API / IaC diff summary

Layer File Change
Auth api/auth.py _validate_token now reads claims["tid"] and rejects if missing or != tenant_id (case-insensitive compare).
Services api/services/blast_job_state.py New _resolve_job_storage_account(job_id, supplied) helper using JobStateRepository.get_summary (cheap — no payload_json). Mirrors the fail-closed / dev-bypass-fallback pattern already used by _ensure_job_read_allowed.
Routes (re-export) api/routes/_blast_shared.py Re-exports _resolve_job_storage_account so route modules import from one place.
Routes api/routes/blast/results.py Calls _resolve_job_storage_account at the top of all 6 job-bound routes: /jobs/{job_id}/file, /results, /results/aggregate, /results/download, /results/export, /results/{file_id}.
Routes api/routes/blast/result_analytics.py Same wiring for /jobs/{job_id}/results/alignments and /results/taxonomy.
Tests api/tests/test_security_audit_4_8.py New 15-test file: tid matching / mismatch / missing, storage cross-check accepts matching + case-insensitive, rejects cross-account, falls back on unrecorded, fails closed on lookup error, degrades open in dev_bypass, returns immediately on empty supplied, plus a parametrised end-to-end TestClient case for each of the 5 job-bound results routes.

No IaC changes.
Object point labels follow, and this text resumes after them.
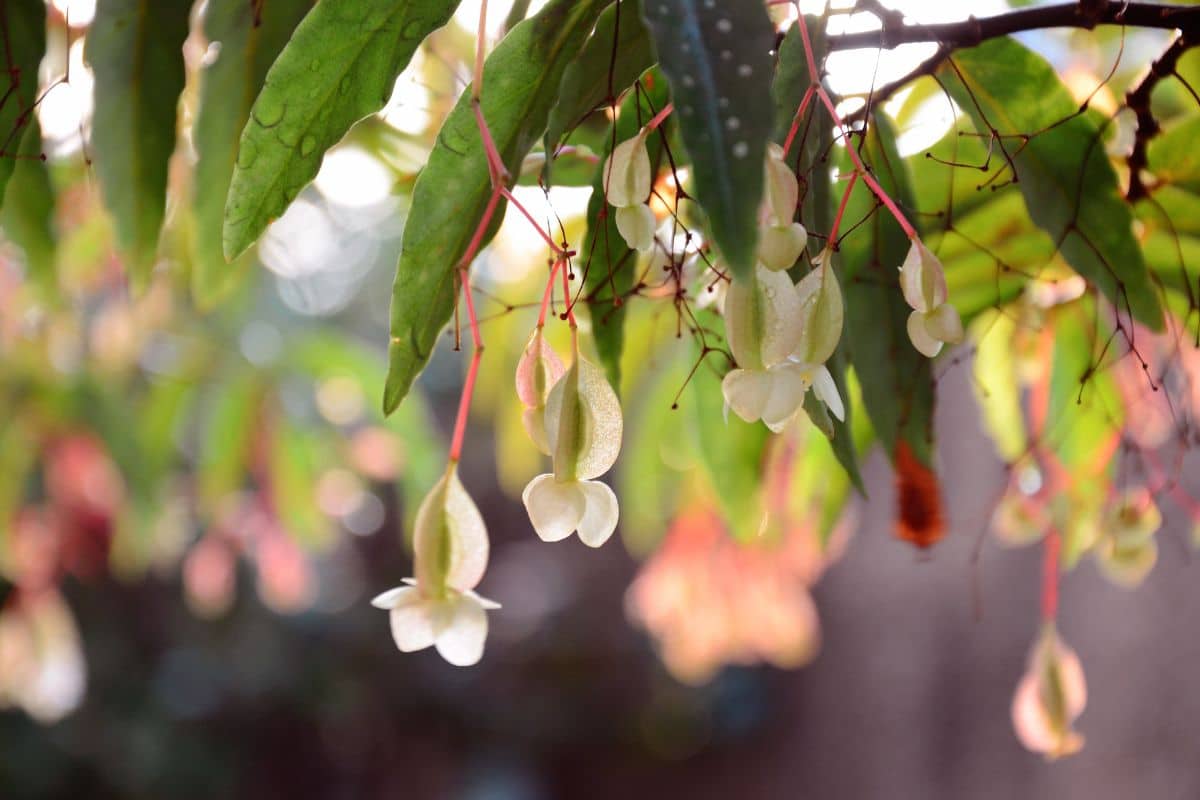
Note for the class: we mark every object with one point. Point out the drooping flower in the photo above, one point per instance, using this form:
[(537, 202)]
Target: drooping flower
[(763, 326), (1127, 551), (439, 607), (1049, 698), (933, 322), (628, 178), (780, 239), (823, 313), (538, 370), (583, 427)]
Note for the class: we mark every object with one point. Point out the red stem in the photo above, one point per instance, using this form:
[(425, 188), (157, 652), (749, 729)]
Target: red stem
[(1050, 576)]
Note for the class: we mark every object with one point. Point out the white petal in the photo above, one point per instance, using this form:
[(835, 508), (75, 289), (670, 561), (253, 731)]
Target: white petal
[(412, 624), (919, 336), (393, 597), (627, 173), (462, 641), (599, 513), (827, 391), (747, 392), (555, 509), (785, 395), (636, 226), (943, 324)]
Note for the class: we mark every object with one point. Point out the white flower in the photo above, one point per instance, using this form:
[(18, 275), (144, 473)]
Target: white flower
[(1049, 698), (933, 322), (439, 607), (583, 427), (780, 245), (627, 173)]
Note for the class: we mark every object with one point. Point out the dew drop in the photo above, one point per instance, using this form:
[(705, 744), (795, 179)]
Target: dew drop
[(269, 109)]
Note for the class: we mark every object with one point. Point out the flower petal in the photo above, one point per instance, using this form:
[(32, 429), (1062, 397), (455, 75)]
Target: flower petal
[(747, 392), (827, 392), (636, 224), (393, 597), (919, 336), (555, 507), (461, 642), (627, 173), (412, 623), (599, 513), (943, 324)]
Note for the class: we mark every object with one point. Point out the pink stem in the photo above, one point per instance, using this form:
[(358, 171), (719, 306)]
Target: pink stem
[(1050, 576), (841, 209), (468, 386), (547, 293), (797, 118)]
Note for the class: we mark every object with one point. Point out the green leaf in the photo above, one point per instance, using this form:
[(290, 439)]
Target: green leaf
[(250, 37), (718, 60), (136, 50), (22, 48), (1063, 172), (1174, 156), (588, 80), (731, 451), (521, 79), (792, 80), (897, 380), (610, 266), (29, 222), (340, 66)]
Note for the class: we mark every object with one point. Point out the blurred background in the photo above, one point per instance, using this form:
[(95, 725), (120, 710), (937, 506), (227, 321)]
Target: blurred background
[(201, 497)]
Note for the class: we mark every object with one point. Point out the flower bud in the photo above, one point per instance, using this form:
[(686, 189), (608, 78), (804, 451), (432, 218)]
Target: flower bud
[(922, 278), (781, 188), (780, 246), (627, 173), (1049, 698), (822, 312), (762, 319)]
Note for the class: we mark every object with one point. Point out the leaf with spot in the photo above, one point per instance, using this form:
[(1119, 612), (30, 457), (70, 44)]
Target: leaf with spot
[(22, 47), (1069, 187), (588, 80), (136, 52), (250, 37), (897, 380), (521, 79), (29, 221), (340, 66), (717, 56), (610, 266)]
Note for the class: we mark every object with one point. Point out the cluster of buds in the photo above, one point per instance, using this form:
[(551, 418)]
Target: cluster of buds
[(933, 322), (628, 178), (582, 427), (439, 606)]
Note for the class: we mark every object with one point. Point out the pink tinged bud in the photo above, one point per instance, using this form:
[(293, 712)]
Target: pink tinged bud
[(450, 543), (636, 227), (627, 173), (922, 278), (583, 423), (762, 319), (1049, 698), (822, 313), (781, 188), (780, 246)]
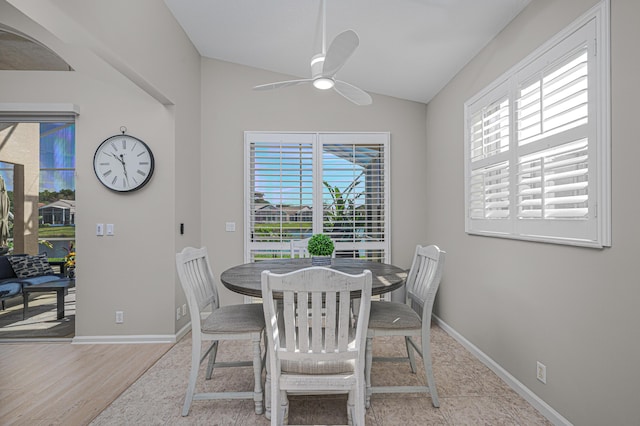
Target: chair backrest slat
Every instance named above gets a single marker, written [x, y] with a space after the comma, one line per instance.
[197, 280]
[424, 278]
[317, 313]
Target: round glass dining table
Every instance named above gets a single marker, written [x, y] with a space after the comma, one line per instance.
[246, 278]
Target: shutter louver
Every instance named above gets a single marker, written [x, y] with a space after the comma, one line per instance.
[553, 184]
[489, 134]
[555, 101]
[489, 194]
[353, 197]
[282, 191]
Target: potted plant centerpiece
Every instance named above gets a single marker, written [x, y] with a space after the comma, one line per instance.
[320, 248]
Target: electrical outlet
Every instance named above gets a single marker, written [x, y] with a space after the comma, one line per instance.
[541, 372]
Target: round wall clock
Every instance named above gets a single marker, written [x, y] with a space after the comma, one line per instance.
[123, 163]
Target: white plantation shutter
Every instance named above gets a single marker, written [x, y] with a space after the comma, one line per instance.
[537, 145]
[286, 198]
[488, 145]
[355, 206]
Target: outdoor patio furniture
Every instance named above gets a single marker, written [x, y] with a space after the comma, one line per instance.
[61, 287]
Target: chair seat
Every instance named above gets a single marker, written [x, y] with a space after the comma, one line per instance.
[318, 368]
[393, 316]
[235, 319]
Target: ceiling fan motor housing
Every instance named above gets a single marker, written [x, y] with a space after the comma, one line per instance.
[317, 63]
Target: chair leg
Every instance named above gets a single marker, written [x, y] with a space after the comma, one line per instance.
[196, 347]
[367, 371]
[283, 411]
[359, 412]
[257, 374]
[212, 360]
[426, 359]
[267, 386]
[351, 408]
[410, 354]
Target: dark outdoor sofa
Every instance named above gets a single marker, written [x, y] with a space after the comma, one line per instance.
[19, 270]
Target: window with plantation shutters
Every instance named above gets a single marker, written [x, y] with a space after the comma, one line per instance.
[300, 184]
[537, 143]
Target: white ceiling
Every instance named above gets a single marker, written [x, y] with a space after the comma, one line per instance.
[409, 49]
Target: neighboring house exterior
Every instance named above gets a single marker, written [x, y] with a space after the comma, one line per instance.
[61, 212]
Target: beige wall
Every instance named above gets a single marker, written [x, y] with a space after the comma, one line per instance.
[230, 107]
[133, 271]
[573, 309]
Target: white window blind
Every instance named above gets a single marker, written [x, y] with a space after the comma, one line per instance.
[300, 184]
[537, 143]
[354, 194]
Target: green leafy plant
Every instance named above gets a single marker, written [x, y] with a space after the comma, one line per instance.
[320, 245]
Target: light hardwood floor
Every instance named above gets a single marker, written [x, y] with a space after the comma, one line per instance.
[61, 383]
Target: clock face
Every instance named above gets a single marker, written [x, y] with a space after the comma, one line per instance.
[123, 163]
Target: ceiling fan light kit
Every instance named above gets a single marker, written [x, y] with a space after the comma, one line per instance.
[323, 83]
[325, 65]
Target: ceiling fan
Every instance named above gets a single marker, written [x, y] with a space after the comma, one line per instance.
[325, 65]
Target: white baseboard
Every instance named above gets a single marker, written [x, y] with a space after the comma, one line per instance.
[96, 340]
[114, 340]
[545, 409]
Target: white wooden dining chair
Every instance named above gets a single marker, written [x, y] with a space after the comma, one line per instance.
[234, 322]
[410, 319]
[299, 248]
[309, 352]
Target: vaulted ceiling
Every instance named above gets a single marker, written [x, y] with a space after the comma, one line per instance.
[408, 49]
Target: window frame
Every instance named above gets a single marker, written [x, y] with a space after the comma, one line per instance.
[317, 140]
[591, 30]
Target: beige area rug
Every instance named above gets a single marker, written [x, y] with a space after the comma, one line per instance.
[470, 394]
[40, 321]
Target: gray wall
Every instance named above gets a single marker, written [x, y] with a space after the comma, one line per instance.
[230, 107]
[118, 76]
[573, 309]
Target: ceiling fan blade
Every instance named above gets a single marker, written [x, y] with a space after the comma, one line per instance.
[340, 49]
[280, 84]
[354, 94]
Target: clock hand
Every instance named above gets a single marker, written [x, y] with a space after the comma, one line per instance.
[124, 166]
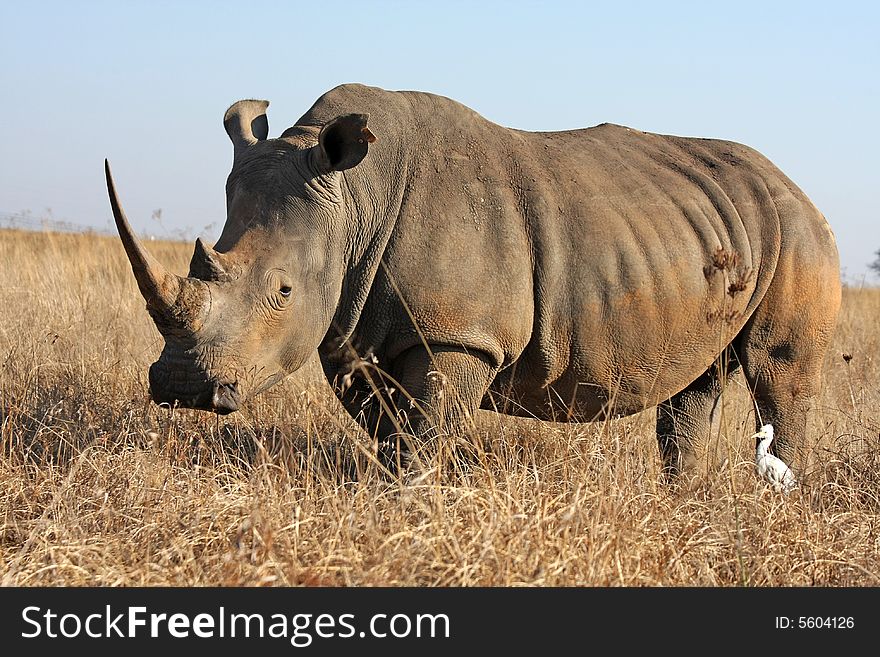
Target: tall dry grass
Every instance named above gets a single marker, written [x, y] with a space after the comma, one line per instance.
[101, 487]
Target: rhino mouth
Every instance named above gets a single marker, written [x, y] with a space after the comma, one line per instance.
[204, 393]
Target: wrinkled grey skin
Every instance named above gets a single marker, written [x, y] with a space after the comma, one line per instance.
[559, 275]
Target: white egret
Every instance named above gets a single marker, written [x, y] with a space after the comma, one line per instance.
[769, 467]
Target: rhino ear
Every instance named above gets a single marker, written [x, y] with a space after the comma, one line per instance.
[343, 141]
[246, 123]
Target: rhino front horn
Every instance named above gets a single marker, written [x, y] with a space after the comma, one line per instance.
[159, 287]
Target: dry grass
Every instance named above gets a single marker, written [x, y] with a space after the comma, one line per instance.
[101, 487]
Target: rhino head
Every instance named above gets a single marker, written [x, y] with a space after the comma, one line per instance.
[255, 306]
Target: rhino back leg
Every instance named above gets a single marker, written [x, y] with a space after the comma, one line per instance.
[781, 349]
[684, 421]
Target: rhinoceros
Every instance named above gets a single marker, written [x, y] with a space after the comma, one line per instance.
[440, 263]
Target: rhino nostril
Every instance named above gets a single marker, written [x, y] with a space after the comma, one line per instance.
[225, 398]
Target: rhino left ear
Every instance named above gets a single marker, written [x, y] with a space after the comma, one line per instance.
[343, 142]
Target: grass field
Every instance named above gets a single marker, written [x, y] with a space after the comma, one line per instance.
[102, 487]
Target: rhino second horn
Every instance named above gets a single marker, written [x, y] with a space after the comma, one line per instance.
[209, 265]
[159, 287]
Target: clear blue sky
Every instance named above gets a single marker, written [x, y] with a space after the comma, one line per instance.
[146, 84]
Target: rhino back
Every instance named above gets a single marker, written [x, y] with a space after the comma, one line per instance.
[586, 264]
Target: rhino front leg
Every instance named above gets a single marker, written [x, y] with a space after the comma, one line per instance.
[439, 392]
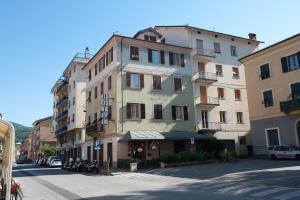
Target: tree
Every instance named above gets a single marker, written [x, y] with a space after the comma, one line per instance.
[48, 151]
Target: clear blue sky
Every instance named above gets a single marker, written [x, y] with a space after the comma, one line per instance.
[38, 38]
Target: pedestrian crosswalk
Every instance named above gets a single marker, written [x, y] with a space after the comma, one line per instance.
[224, 186]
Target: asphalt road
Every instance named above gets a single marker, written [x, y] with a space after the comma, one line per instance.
[245, 179]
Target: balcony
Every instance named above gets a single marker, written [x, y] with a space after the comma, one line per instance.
[205, 126]
[61, 130]
[64, 83]
[205, 77]
[291, 106]
[94, 127]
[62, 100]
[207, 101]
[61, 115]
[204, 55]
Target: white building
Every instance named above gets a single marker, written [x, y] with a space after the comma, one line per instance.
[69, 109]
[220, 96]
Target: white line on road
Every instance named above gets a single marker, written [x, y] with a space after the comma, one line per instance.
[268, 192]
[288, 196]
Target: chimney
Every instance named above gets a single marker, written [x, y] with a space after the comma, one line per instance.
[252, 36]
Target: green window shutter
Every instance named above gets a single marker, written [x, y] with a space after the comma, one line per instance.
[284, 64]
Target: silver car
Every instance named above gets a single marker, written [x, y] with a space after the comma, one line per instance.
[280, 152]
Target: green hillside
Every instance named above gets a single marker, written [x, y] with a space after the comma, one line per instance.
[21, 131]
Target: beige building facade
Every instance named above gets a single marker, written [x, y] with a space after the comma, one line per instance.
[273, 83]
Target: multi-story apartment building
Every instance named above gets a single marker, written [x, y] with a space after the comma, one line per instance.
[69, 109]
[42, 134]
[140, 99]
[219, 86]
[273, 83]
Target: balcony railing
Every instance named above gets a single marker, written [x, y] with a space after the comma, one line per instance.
[206, 76]
[60, 130]
[61, 115]
[291, 105]
[64, 82]
[205, 125]
[62, 100]
[206, 100]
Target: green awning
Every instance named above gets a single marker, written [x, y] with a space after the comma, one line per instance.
[156, 135]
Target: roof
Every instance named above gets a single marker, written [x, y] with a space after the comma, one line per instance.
[130, 38]
[35, 123]
[269, 47]
[148, 29]
[156, 135]
[201, 29]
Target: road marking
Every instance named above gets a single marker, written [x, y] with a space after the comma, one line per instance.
[268, 192]
[288, 195]
[249, 189]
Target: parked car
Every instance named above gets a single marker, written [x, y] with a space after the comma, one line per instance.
[280, 152]
[55, 163]
[50, 159]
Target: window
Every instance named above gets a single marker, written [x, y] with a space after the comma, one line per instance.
[150, 38]
[177, 84]
[268, 98]
[219, 70]
[90, 74]
[156, 82]
[95, 118]
[295, 88]
[134, 53]
[237, 95]
[89, 97]
[96, 69]
[156, 57]
[239, 117]
[222, 116]
[176, 59]
[109, 113]
[221, 93]
[96, 92]
[158, 111]
[233, 50]
[179, 112]
[264, 71]
[236, 74]
[102, 88]
[291, 62]
[109, 56]
[109, 83]
[217, 47]
[134, 81]
[135, 111]
[273, 137]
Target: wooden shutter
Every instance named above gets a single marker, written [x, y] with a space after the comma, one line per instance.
[182, 60]
[186, 113]
[284, 64]
[143, 113]
[128, 108]
[150, 55]
[174, 112]
[171, 58]
[141, 80]
[128, 79]
[162, 57]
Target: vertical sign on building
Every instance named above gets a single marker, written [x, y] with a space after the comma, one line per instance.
[104, 109]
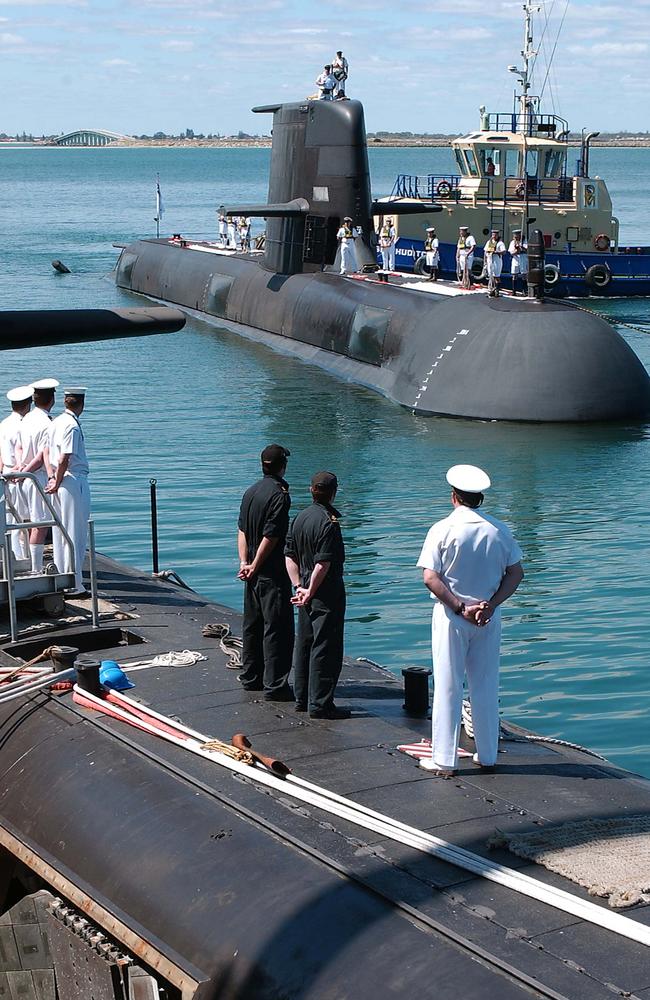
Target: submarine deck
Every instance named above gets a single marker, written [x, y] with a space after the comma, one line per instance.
[535, 784]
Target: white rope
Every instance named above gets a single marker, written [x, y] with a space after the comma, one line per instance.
[36, 685]
[376, 822]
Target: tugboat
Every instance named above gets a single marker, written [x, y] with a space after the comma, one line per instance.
[516, 172]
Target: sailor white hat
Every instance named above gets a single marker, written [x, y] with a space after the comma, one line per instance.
[468, 479]
[45, 383]
[20, 394]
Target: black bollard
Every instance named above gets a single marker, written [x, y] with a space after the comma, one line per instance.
[88, 675]
[416, 690]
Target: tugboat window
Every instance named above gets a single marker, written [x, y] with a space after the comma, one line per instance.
[471, 162]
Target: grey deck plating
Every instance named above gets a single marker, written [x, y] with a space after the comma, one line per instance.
[257, 896]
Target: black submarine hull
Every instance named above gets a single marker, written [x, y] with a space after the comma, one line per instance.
[462, 356]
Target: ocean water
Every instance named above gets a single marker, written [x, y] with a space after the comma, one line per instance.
[194, 409]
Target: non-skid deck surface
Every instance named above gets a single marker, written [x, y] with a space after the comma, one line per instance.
[535, 784]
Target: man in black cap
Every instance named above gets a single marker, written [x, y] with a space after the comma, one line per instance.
[268, 617]
[315, 555]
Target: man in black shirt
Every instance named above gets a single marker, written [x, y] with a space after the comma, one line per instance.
[315, 555]
[268, 628]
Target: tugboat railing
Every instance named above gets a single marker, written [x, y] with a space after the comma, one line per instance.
[490, 190]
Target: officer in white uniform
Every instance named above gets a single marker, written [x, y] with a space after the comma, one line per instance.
[69, 484]
[432, 253]
[340, 74]
[346, 237]
[35, 444]
[464, 256]
[493, 252]
[11, 457]
[387, 240]
[471, 565]
[326, 83]
[518, 250]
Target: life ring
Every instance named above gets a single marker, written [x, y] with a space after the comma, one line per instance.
[478, 267]
[598, 276]
[551, 275]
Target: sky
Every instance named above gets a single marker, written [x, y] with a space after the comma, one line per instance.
[167, 65]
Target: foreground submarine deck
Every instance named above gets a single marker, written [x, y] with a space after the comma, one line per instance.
[247, 893]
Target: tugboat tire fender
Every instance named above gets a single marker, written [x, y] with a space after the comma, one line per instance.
[551, 275]
[598, 276]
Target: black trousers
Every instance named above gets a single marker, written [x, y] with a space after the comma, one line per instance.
[267, 634]
[319, 652]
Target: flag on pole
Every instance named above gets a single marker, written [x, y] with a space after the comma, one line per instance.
[159, 204]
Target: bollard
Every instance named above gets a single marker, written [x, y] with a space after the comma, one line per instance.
[88, 675]
[416, 690]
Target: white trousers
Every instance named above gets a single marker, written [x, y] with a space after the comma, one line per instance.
[73, 506]
[460, 648]
[348, 258]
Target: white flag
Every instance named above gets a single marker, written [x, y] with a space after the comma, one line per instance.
[159, 204]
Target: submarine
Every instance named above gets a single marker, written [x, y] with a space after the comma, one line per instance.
[435, 352]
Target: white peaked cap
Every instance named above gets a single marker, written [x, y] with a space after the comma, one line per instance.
[468, 479]
[45, 383]
[20, 394]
No new dependencies. No deploy required.

Validation evidence

  • uv run ruff check api/auth.py api/services/blast_job_state.py api/routes/_blast_shared.py api/routes/blast/results.py api/routes/blast/result_analytics.py api/tests/test_security_audit_4_8.py → passed.
  • uv run pytest -q api/tests/test_security_audit_4_8.py15 passed.
  • uv run pytest -q api/tests943 passed (was 924 → +19 from the new file + a few touched parametrised cases).

Hardening pass (same day)

A self-critique surfaced two additional weaknesses; fixed in the same change:

  • MEDIUM — state is None (job genuinely absent) silently degraded open without any audit log. A user with a valid bearer could probe arbitrary job_id values against arbitrary storage_account query params and the only observable signal would be the Storage SDK 404. Fixed: the helper now emits an INFO log line whenever the fallback path runs (storage account cross-check: no JobState row for job_id=...). This does not change behaviour but turns the access pattern into a signal an operator can monitor for in the api sidecar logs.
  • HIGH — Wiring guard missing. The first draft of the tests exercised the helper directly. If a future refactor dropped the _resolve_job_storage_account(...) call from a route handler, the unit tests would still pass and the regression would only surface in production. Fixed: added a parametrised end-to-end TestClient test that hits each of the 5 job-bound results routes with a cross-account storage_account= query param and asserts the 403 + cross_account_mismatch code is returned BEFORE any Storage SDK call happens. Drops the assertion that the recorded value is never echoed in the response body.

Non-goals (deferred)

  • Locking databases.py routes to a per-caller account list. Those routes (GET /api/blast/databases, GET /api/blast/databases/versions) legitimately let the user choose any account where their data lives; the right gate there is the upcoming app-role authz (#1/#4 Phase 1), not a JobState lookup.
  • 404 for job_id that does not exist anywhere. Some routes intentionally degrade open on missing state (external-sync rows in flight); changing this would break the legacy job list. Tracked separately if the new INFO log shows the path is hot.

Audit progress

9/20 audit findings now closed (#3, #4, #5, #6, #7, #8, #9, #10, #11). Remaining: #1 (role authz, design doc only), #2 (per-ticket tmux, design doc only), #12, #13–#20.